His previous film, Hereditary, was a masterclass in suspenseful storytelling, unraveling the plot, as the sanity of each character unravels along with it.
In Midsommar, we are treated to another group of close-knit characters, at the center are Dani Ardor, an emotionally unstable young woman, and her emotionally vacuous boyfriend, Christian Hughes. They are barely able to maintain their relationship when the unthinkable happens to Dani.
After a family tragedy, a young American couple joins some friends at a midsummer festival in a remote Swedish village. What begins as a carefree summer holiday takes a sinister turn when the insular villagers invite their guests to partake in festivities that grow increasingly unnerving and viscerally disturbing. From the visionary mind of Ari Aster (Hereditary), comes this dread-soaked cinematic fairy tale where a world of darkness unfolds in broad daylight.
The core of Midsommar is the story of a couple, teetering on the edge of a horrible breakup, the tension between Dani and Christian is palpable, and helps create an on-the-edge-of-your-seat feeling that will continue to build until the horrific, and inevitable conclusion. The acting in this film is superb, and Ari Aster's direction forces the viewer to partake in the sense of isolation, even when they are thrust into a group. This sense of ‘aloneness' will continue to build, especially when the group makes it to Sweden, the camera flips upside down and we are meant to take it in a literal sense, the world we have entered is upside down, and we know there is no escape. Something bad is about to happen, the group's obliviousness to it is what makes it so damn intriguing.
I happened to catch Midsommar at an AMC Theater, and I must say, when you watch a film like this at home, it's difficult to capture that sense of community like when you experience it in the theater. The collective groans, especially during certain unsettling scenes, mirrored the communal cries onscreen. It was a very ritualistic experience. However, his Blu-ray looks and sounds fantastic, Lionsgate Home Entertainment has done an excellent job with the MPEG-4 AVC, 1080p with an Aspect ratio: 2.00:1. Midsommar looks as good as it did on the big screen. Unlike most horror films, Midsommar's terror happens in broad daylight, and Ari's lens captures all of the gory details, with such vibrant and joyous details. The depth of field is breathtaking, from the scenes of whirling delight around the Maypole to the cool, stillness in the community "Bedroom", all have such a sense of eerie dread, and the Blu-ray captures it all perfectly. The film is gorgeous, and you will not be disappointed.

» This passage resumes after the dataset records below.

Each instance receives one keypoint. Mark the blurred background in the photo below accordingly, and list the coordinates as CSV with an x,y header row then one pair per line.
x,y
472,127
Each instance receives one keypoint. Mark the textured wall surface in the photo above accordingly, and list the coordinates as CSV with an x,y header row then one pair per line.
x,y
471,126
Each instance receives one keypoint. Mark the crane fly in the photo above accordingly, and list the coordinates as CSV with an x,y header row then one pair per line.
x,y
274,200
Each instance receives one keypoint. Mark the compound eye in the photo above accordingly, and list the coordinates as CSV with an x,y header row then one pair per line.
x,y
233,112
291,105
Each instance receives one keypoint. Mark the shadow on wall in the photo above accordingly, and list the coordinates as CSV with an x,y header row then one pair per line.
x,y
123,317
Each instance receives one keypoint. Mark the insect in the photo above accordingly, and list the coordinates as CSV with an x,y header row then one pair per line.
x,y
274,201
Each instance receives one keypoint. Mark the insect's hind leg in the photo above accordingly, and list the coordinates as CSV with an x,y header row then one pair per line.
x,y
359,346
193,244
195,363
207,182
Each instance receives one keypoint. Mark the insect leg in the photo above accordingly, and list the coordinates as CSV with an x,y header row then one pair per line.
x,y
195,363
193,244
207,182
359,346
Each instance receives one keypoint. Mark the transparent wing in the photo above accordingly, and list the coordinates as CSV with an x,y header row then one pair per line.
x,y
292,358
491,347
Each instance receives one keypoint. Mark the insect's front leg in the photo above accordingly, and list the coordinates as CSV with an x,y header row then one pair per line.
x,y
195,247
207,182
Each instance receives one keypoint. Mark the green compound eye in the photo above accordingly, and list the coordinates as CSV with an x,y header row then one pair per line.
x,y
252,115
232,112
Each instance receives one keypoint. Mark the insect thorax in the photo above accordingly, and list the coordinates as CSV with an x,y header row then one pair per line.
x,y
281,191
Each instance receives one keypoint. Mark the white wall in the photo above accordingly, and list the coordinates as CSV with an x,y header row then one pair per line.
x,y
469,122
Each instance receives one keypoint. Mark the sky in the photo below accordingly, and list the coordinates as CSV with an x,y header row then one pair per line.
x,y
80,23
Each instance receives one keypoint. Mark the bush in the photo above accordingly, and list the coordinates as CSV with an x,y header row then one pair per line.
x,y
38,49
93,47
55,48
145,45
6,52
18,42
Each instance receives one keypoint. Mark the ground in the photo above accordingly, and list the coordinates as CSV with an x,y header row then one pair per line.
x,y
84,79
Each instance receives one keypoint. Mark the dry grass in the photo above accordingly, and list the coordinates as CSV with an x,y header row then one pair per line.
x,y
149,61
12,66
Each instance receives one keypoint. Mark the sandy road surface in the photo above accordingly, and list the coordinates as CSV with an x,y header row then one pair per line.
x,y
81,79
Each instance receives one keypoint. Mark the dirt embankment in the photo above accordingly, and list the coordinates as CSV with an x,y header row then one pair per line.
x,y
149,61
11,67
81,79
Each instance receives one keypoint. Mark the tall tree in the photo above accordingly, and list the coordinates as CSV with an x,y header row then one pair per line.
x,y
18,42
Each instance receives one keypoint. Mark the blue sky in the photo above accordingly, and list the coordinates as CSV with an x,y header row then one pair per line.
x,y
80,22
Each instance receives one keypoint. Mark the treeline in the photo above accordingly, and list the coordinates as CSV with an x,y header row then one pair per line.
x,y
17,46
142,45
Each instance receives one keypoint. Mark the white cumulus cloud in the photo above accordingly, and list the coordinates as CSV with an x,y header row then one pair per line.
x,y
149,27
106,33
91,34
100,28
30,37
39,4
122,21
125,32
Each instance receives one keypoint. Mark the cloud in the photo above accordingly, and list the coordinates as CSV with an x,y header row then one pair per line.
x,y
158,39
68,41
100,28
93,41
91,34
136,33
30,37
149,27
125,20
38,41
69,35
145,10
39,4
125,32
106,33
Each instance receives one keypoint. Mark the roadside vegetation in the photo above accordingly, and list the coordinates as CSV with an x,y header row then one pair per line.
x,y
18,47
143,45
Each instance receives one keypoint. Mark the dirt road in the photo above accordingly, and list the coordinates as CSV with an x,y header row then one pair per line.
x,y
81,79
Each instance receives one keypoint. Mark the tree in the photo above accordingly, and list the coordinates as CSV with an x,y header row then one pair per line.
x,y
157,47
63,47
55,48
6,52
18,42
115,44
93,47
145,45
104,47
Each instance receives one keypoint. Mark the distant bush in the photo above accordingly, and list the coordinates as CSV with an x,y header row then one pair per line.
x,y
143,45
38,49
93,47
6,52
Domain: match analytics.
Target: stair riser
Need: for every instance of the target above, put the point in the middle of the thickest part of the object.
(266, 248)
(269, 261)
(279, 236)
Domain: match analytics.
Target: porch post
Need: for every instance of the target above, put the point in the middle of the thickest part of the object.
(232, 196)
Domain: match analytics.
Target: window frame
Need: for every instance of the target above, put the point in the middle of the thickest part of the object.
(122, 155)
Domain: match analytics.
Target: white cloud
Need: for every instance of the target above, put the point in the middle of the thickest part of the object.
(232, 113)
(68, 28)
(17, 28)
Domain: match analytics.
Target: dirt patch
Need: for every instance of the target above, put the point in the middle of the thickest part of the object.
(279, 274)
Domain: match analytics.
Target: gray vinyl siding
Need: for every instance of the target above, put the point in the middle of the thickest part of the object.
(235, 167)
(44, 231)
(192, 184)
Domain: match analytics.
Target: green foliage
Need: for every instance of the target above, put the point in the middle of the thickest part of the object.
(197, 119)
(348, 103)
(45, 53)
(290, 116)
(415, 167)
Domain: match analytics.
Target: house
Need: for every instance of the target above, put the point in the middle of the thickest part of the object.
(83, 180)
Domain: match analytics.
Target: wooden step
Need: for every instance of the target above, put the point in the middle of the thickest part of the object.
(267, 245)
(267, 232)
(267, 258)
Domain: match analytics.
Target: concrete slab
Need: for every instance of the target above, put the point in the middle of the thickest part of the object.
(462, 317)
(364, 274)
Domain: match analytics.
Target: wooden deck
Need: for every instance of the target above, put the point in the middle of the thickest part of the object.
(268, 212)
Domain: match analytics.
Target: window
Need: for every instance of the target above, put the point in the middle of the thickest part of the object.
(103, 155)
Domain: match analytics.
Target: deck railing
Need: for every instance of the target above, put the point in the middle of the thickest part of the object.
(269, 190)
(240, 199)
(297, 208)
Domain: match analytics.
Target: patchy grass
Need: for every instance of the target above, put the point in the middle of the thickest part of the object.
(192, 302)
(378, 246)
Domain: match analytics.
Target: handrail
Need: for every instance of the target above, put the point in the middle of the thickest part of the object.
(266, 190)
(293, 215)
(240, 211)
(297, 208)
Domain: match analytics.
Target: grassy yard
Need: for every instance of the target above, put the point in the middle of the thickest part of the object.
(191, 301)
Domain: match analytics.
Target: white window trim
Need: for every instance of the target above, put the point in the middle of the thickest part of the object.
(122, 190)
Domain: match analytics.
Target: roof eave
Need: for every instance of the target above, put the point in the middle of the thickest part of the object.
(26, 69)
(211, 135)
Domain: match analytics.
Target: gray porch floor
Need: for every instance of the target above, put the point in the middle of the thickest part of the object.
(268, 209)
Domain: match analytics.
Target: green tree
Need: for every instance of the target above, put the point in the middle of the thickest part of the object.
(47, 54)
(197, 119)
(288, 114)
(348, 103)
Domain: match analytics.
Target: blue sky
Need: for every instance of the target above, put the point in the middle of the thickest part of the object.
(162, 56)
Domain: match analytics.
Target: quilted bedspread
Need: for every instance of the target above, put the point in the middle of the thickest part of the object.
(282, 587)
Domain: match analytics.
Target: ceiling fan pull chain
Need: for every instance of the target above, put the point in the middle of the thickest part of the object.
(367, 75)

The audio is a treat as well, with DTS-HD Master Audio 5.1, the screams of anguish, when Dani gets the news of her family's death, to the brilliant film score, which I absolutely adore. The wailing, and sometimes cacophonous strings, set your whole body on edge, you know you are about to witness something horrific, but the music prepares you to FEEL it. Not to mention the sounds of a raging fire, and even the dialog, are front and center. Yet, I cannot say enough great things about the music in this movie, and it is presented well, on this release.
The extras are disappointing as there is really only one entitled Let the Festivities Begin: Manifesting Midsommar plus a promo called Bear in a Cage. I feel they could have done so much more but they choose to offer the bare minimum.
If you are a fan of Ari Aster's work or a fan of folk horror in the vein of The Wicker Man or even The Blood on Satan's Claw, Midsommar follows, proudly, the films in that genre. I recommend you watch this with a group of people, to experience the ‘collective shudder' that comes with the unconventional set pieces. Then you can decide which person, in the group to sacrifice… The Old Gods must be appeased, after all!